Por lo demás, uno se identifica, si quiera parcialmente, con la actitud obsesiva de Bendrix. También, sospecho, que algo del pelmazo y anodino Miles tengo. Al final, uno no deja de ser un oficinista dedicado a problemas que poco o nada tienen que ver con el Reino de los Cielos.
Estando a las puertas de una guerra en Ucrania, estado asociado a la UE, creo que, como entonces, estamos a las puertas de un conflicto mayor. La diferencia es que ahora, la pugna no es entre opciones políticas radicalmente opuestas. Los estados en liza, todos, se rigen por la economía de mercado.
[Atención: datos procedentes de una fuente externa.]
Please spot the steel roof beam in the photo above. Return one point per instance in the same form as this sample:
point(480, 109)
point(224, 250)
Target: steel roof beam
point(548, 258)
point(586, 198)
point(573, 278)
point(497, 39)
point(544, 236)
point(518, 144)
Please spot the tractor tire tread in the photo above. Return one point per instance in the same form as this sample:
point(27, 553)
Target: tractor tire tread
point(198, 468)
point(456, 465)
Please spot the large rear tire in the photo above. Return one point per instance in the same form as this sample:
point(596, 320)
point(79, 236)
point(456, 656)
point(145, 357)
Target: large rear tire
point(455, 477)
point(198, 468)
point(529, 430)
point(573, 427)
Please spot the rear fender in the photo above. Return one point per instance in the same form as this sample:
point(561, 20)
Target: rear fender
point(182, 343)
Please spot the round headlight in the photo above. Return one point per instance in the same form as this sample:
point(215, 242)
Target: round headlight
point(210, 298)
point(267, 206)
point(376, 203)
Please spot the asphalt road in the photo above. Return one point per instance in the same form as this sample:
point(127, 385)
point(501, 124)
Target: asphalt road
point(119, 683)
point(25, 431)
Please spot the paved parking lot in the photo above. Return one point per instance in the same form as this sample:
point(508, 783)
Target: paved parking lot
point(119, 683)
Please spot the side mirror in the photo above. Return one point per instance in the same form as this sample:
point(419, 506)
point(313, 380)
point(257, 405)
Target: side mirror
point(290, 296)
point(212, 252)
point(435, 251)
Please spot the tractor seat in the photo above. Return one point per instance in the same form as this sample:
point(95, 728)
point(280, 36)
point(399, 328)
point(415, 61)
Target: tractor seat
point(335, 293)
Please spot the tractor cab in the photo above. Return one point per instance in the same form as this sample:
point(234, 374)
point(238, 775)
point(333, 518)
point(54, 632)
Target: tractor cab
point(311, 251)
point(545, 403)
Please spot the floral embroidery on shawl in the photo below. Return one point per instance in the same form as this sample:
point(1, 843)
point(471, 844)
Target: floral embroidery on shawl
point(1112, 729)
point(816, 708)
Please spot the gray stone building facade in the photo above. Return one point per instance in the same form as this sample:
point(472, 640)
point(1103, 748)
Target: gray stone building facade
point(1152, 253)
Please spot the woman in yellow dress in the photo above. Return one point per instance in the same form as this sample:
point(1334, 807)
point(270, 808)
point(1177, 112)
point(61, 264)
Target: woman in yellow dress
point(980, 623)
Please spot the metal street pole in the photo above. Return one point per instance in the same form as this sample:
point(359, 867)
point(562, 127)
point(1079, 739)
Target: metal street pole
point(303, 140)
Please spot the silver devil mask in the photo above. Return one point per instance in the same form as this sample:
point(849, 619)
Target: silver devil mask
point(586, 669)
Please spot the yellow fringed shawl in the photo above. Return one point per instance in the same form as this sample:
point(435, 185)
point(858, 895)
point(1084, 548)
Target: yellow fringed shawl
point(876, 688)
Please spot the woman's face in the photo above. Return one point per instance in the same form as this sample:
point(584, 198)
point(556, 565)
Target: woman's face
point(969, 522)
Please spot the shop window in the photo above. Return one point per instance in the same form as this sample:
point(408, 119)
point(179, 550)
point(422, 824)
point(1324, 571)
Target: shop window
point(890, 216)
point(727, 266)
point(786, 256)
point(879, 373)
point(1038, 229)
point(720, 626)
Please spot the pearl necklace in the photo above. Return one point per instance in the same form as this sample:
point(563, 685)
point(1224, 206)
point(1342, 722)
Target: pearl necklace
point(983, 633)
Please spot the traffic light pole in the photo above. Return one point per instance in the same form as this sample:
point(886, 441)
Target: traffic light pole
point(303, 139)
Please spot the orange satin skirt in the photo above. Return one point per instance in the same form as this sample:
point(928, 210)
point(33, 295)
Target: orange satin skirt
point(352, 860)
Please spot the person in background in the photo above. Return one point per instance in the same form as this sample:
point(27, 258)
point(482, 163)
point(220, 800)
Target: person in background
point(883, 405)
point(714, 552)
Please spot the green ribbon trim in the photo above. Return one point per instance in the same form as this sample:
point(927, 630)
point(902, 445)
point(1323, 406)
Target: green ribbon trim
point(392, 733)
El experimento de la UE ha sido satisfactorio en lo que a mantener la paz en Europa occidental se refiere, ahora, adolece de ciertos defectos que hacen plantearse la necesidad de centrar el tiro de nuevo.
Cuando estudiaba Comunitario en la facultad, tenía la impresión de que era el mal menor: es preferible que unos funcionarios en Bruselas te priven de decidir sobre en qué se gasta el erario, que que lo hagan los cenutrios locales, que sólo se dedican a fortalecer sus redes clientelares para no perder el coche oficial.
Los cenutrios locales, diez años después siguen estando ahí. Alberto Casero, el diputado del PP, como caso paradigmático. Uno sospecha que Cesare Lombroso, el padre de la crimonoloigía, no andaba descaminado. Un tío con cara de tonto, es muy posible que sea tonto.
Ahora, los cretinos de la Comisión han optado por imponer políticas absurdas que nada tienen que ver con nuestra tradición y nuestras instituciones. Estamos en el peor de los mundos. Rodeados de cenutrios.